Many dealers underestimate the cost of a service comeback, regarding both time and money lost. In operating LEAN, dealers should come up with a solution for preventing service comebacks, along with a plan for reducing the costs when one occurs.
Cost and Prevention
Comebacks cost dealers time, money and customer satisfaction. Preventing the comeback with proper repairs or maintenance can help dealers escape this unnecessary cost.
“Service-related issues always cost the dealer,” says Jason Hicks, parts & service manager for West Chester Lawn & Garden in Liberty Township, OH. “We never charge a customer if the unit is coming in a second time for the same problem.”
Policies and procedures that create accountability can influence technicians to be more careful, ensuring repairs are done right the first time. “We have a double-check process that every unit goes through before the work order gets billed,” explains Hicks. “A team member, or myself, test drives the unit, and makes sure that we addressed all of the customer’s concerns.”

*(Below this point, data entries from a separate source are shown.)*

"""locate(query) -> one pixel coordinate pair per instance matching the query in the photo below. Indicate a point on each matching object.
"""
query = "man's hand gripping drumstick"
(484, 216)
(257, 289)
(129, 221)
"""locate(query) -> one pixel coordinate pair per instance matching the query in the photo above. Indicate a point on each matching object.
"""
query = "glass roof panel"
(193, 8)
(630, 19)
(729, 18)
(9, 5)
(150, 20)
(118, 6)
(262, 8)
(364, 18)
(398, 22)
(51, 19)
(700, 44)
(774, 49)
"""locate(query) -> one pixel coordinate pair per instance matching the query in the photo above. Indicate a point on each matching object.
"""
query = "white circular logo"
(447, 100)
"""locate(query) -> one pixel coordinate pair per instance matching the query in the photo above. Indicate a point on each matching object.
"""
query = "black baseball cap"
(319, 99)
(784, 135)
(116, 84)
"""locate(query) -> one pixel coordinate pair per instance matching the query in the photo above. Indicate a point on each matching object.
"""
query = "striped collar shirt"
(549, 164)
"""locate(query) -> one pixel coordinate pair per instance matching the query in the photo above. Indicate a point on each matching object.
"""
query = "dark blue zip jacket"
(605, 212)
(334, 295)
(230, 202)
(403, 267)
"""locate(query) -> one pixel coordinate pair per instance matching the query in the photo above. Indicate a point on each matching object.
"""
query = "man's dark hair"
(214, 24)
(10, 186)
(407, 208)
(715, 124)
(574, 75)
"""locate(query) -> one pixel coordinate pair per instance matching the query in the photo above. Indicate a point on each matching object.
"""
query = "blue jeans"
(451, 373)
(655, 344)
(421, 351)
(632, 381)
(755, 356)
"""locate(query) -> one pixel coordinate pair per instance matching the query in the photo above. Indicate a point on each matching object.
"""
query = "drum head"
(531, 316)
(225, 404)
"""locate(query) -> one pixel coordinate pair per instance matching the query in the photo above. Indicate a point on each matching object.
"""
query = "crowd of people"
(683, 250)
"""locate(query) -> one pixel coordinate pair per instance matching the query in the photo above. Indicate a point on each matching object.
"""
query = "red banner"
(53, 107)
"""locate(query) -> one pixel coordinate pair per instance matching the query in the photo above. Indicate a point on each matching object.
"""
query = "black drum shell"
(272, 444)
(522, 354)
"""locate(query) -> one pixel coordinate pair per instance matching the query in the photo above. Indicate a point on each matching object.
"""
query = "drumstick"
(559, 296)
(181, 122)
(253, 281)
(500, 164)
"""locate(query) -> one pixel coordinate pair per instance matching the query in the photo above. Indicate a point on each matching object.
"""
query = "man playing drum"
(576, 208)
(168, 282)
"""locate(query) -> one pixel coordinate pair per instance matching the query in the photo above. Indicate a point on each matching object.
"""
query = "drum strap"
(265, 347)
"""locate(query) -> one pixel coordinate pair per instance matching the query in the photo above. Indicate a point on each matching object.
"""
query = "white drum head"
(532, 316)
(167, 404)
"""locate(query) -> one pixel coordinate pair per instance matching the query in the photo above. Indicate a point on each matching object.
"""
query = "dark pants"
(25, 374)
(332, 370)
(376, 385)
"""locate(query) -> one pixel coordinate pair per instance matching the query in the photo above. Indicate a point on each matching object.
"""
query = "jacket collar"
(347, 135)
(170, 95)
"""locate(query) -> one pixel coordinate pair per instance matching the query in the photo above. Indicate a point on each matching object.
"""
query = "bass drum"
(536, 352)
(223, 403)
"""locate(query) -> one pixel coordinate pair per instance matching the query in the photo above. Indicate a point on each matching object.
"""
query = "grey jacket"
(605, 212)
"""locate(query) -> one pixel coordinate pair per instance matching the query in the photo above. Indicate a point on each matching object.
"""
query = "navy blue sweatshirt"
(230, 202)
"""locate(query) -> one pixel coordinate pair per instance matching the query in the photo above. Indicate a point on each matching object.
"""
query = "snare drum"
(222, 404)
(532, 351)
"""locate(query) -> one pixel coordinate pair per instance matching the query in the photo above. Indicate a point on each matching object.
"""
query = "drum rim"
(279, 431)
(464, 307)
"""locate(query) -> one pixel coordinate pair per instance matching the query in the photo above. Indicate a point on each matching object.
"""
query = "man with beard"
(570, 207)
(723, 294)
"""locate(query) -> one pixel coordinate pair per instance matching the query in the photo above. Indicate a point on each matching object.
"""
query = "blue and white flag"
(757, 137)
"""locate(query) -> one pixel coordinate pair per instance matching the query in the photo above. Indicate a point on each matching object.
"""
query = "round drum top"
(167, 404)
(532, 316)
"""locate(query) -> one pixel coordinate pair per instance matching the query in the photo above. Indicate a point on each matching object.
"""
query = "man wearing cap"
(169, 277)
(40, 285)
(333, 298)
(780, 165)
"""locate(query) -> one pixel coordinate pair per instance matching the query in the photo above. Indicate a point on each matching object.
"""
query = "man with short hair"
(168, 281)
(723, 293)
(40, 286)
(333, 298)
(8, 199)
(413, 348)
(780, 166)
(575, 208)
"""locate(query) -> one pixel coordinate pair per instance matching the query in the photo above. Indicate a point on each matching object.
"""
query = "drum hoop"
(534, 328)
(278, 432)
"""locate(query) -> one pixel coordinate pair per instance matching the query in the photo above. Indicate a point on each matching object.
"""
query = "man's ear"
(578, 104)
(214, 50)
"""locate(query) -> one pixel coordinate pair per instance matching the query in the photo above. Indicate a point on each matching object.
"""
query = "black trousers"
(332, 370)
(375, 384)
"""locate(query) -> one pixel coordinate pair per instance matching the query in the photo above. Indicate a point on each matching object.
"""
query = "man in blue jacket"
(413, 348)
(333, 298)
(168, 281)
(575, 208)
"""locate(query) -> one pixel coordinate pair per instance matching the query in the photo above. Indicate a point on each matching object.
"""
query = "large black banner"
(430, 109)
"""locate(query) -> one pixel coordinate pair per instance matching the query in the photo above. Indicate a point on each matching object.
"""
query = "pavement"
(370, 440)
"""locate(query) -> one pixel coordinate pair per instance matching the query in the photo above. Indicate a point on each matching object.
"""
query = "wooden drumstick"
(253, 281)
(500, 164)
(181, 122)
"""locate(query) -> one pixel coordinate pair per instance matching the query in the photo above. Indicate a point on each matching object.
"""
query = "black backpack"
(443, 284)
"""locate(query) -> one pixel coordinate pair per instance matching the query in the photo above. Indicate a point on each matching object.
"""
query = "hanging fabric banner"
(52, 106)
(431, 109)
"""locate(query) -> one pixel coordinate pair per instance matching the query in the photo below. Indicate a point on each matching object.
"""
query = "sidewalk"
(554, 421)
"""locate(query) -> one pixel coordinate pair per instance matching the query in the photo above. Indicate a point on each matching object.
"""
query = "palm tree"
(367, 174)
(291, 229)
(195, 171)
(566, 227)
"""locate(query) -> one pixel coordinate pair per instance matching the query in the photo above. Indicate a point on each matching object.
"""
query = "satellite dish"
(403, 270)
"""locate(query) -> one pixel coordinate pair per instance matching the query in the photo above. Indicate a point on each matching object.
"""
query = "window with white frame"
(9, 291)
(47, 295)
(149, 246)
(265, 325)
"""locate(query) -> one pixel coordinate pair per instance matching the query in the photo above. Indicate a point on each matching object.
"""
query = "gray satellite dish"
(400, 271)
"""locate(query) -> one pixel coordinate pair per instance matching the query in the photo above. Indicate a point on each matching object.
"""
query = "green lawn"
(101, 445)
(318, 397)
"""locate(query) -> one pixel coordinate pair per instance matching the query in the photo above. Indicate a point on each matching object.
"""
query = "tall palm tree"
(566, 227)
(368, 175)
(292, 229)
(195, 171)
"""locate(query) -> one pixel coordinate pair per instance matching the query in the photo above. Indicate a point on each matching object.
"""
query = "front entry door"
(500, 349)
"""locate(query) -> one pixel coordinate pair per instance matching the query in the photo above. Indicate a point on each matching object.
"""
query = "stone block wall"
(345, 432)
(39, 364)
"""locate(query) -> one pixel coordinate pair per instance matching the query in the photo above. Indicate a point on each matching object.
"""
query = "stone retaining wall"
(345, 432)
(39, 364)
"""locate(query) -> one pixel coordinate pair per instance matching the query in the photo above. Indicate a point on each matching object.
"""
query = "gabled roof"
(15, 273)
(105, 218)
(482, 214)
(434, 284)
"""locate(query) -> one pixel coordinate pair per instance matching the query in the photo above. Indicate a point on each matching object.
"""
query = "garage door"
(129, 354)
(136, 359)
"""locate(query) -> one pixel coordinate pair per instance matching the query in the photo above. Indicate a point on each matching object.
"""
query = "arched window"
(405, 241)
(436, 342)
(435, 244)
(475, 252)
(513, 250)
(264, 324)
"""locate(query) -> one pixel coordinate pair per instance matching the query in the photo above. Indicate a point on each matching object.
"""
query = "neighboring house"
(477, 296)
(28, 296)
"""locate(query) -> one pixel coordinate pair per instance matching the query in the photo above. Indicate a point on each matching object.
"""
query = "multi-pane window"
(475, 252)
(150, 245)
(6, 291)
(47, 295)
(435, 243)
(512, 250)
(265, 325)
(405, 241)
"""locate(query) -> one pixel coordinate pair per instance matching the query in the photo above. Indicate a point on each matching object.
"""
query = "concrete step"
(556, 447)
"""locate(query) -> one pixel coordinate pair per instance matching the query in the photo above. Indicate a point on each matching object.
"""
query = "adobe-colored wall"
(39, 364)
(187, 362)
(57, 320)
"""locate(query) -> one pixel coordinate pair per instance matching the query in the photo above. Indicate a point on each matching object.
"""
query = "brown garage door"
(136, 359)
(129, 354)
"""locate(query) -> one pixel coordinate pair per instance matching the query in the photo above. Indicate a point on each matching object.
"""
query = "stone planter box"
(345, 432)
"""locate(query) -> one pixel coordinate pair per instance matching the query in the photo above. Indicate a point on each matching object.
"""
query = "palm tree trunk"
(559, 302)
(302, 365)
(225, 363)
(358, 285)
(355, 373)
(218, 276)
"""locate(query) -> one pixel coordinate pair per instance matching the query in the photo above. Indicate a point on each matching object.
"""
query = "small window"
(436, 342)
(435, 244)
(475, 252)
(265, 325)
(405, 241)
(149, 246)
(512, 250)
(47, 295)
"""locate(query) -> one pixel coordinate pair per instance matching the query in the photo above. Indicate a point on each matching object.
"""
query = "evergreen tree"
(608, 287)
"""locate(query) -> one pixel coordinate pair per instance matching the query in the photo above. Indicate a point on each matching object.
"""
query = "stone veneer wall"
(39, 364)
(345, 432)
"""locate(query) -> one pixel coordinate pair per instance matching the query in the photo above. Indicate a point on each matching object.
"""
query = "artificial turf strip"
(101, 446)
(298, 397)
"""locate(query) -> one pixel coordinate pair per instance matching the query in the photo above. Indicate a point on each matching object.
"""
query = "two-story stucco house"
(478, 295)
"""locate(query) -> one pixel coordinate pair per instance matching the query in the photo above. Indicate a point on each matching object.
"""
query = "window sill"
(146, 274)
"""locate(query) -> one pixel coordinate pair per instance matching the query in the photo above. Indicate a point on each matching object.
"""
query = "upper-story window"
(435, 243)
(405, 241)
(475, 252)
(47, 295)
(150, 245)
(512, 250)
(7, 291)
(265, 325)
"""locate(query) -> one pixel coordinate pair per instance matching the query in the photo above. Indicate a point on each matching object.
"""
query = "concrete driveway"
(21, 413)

If there are any other obvious problems with the unit, they hand it back over to the technician for further repair.
Some dealers turn to incentive plans for ensuring quality repairs. “Techs are paid on a production-based scale,” says Hicks. “To keep them quality-conscious, we bill-back labor to them if something wasn’t fixed properly.”
Maintaining Customer Satisfaction
It is imperative that the dealer provides the customer with a suitable solution when repairing a mistake. “We typically don’t have a tech we can put on a comeback right away,” says Hicks. “If I can’t look at it and fix it quickly, we’ll check it into the shop, and get it looked at in one or two days. Most customers are satisfied with that.” Hicks assigns a different tech to the returned piece of equipment so a fresh set of eyes is on the project.
“We have a very well-versed customer service team that takes care of the situation,” explains Hicks. “We reassure the customer that we are doing everything we can to correct our mistake.”